Social Studies - 2019-20
GOVT.11a - Bill of Rights
The student will apply social science skills to understand civil liberties and civil rights by
a) examining the Bill of Rights, with emphasis on First Amendment freedoms;
Big Themes/Concepts: Change, Rights & Responsibilities
How has the Constitution lasted through changing times?
How can the judiciary balance individual rights with the common good?
Why are there ongoing struggles for civil rights?
UNDERSTANDING THE STANDARD
The first 10 amendments to the
Constitution of the United States,
known as the Bill of Rights, outline
American civil liberties.
Term to know
civil liberties: Freedoms upon which the government may not infringe
The Bill of Rights is composed of the first 10 amendments to the Constitution of the United States. The Bill of Rights guarantees the rights of individuals and expresses limitations on federal and state governments.
First Amendment freedoms
Religion: Government may not establish an official religion, endorse an official religion, or unduly interfere with the free exercise of religion.

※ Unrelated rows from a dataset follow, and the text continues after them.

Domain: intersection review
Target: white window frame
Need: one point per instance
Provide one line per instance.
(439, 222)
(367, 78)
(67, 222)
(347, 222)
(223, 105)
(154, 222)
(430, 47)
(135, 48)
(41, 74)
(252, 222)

Speech: Individuals are free to express their opinions and beliefs.
Press: The press is free to gather and publish information, including that which criticizes the government.
Assembly: Individuals may peacefully gather.
Petition: Individuals have the freedom to make their views known to public officials.
Rights of the accused
The Bill of Rights protects citizens from
o unreasonable search and seizures
o double jeopardy
o cruel and unusual punishment.
Citizens have rights beyond what is specifically listed in the Constitution of the United States.